I remember everything about the race except for the last 30 seconds of my participation. I have seen the crash described on the Internet as the worst crash they had ever seen so at least I know it was memorable. I was in a criterium race (google it for a description) and was three laps from the end of the race where everyone is starting to jockey for position and cornering gets more than a little crazy.
Apparently a rider crashed in front of me and started sliding/bouncing diagonally across the corner. I attempted to first ride around them by hopping onto the footpath, then to jump them when they slid further into my path. I landed on the rider/bike and went over the bars at about 40kmh wearing lycra and a cycle helmet.
The helmet saved my head but I was unconscious for some minutes and concussed for several hours. I wasn't aware of my surroundings till I was in hospital in a neck brace being x-rayed and cat-scanned. When the hospital finally decided I still had a brain and it wasn't scrambled they wanted to send me home.
At that stage I was finding some other hurts and ended up with another round of x-rays and left some time later with a cast on my right wrist (scaphoid) and a sling on my left arm (AC joint.)
My lovely wife has extracted a concession from me that that was my last criterium race.
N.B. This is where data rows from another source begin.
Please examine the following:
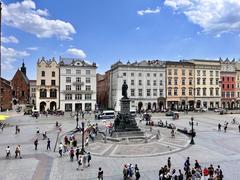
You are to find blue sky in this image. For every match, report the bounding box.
[2,0,240,79]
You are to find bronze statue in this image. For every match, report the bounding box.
[122,81,128,98]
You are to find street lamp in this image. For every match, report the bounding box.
[190,117,195,145]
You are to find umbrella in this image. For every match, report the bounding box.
[0,114,8,121]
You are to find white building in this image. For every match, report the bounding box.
[109,60,166,111]
[29,80,36,105]
[59,58,97,112]
[36,58,59,111]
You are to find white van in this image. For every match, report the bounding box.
[98,110,115,119]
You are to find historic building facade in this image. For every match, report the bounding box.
[11,63,30,105]
[59,58,97,112]
[166,61,195,110]
[36,58,59,111]
[97,71,110,110]
[109,60,166,111]
[29,80,36,106]
[220,59,237,109]
[189,60,221,108]
[0,78,12,111]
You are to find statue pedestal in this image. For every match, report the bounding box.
[112,98,144,138]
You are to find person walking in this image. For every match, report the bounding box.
[47,138,51,150]
[98,167,103,180]
[6,146,11,159]
[34,139,38,150]
[58,142,63,157]
[87,152,92,167]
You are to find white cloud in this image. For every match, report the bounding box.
[27,47,38,51]
[2,0,76,40]
[1,46,30,71]
[164,0,240,37]
[2,36,19,44]
[67,48,87,59]
[137,7,160,16]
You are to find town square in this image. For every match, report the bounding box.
[0,0,240,180]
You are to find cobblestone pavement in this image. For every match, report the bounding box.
[0,112,240,180]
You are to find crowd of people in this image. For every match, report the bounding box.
[159,157,224,180]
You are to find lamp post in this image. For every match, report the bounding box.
[190,117,195,145]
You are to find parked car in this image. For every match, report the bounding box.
[165,111,174,116]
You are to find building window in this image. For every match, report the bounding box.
[159,80,163,86]
[66,69,71,74]
[189,79,192,85]
[182,69,185,76]
[85,94,92,100]
[197,78,201,85]
[76,77,81,83]
[174,69,177,76]
[66,77,71,83]
[168,88,172,96]
[210,78,213,85]
[168,69,172,75]
[159,89,163,97]
[203,78,206,85]
[147,80,151,86]
[210,88,213,96]
[66,85,72,91]
[65,103,72,112]
[189,88,193,96]
[173,88,177,96]
[153,89,157,96]
[189,69,192,76]
[41,79,45,86]
[138,80,142,86]
[203,70,206,76]
[153,80,157,86]
[215,88,219,96]
[168,78,172,85]
[197,88,200,96]
[65,94,72,100]
[203,88,207,96]
[131,89,135,96]
[197,70,200,76]
[182,78,186,85]
[75,94,82,100]
[174,78,178,85]
[131,79,134,86]
[147,89,151,96]
[86,69,91,75]
[182,88,186,96]
[138,89,142,96]
[86,85,91,91]
[86,77,91,83]
[50,89,57,98]
[76,84,82,91]
[51,80,56,86]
Oh yeah, and helmets work. I have replaced three in the last five years after crashes where my head hit the ground or other objects.
Just in case there is any misunderstanding I offer this definition of the adjective in question:
"full of or resembling pus"
(and add my heartfelt thanks to Websters)
Too many of my own head injuries too remember.
But my good mate in the Terries many years ago was spraying scrub for some criminally negligent farmer and got poisoned.
Then off to the Terries for fun with firearms.
The delayed reaction and his collapses into unconsciousness during our chicken diner meant his head just rocked forward stabbing himself in the eye with the bone.
Oh how we laughed.
Many moons ago, I was at the after-show party for an awards ceremony in Auckland, and was on my way up to the bar to get another round of drinks for our table. There in my path, lying flat on her face on the floor, remnants of champagne glass in hand was one of the award winners. "Silly bitch, can't hold her drink," I thought archly as I stepped over her without breaking my stride.
By the time I got back to our table one of the people who'd been sitting there had left, and I learned that was because she was a nurse and had been summoned urgently to help the young woman on the floor, who was now on her way to hospital. The stem of the champagne glass had pierced her throat.
Since the person in question is rather jolly famous now, with action figures and all, I'm thinking of hiring myself out to step over wannabe TV/movie/singing stars while incanting my magic spell: "Silly bitch, can't hold her drink!"
I've never had any major breaks or gashes, but my right thumb has suffered long and hard.
At age 9 I jumped out of a friend's dad's car in a hurry and slammed the door closed with my left hand, just to make sure it shut properly. It did. Right in the middle of my right thumbnail, which had been resting inexplicably on the edge of the door cavity. The door was closed flush. Cue first astonishment and then the pain. Nail eventually turned black and fell off and I still have a 1mm-thick ridge running the length of the nail.
Second incident was playing beginner-grade softball. A misnamed game if any, particularly when the ball streaks down into your glove and - instead of falling into your grip between glove and exposed right hand - it lands with full force upon your right thumb. Snap. I'm told I screamed some interesting things, but I didn't think I knew those words at 11.
The second time I was a bit older and mucking around with a safety lighter, which turned out to be leaky. Probably the most painful experience of the lot, and the ugliest - got off fairly lightly with a balloon blister the size of an olive on my knuckle which took weeks to go away.
Hopefully my thumb's absorbed enough punishment to keep the rest of me clear for a bit longer.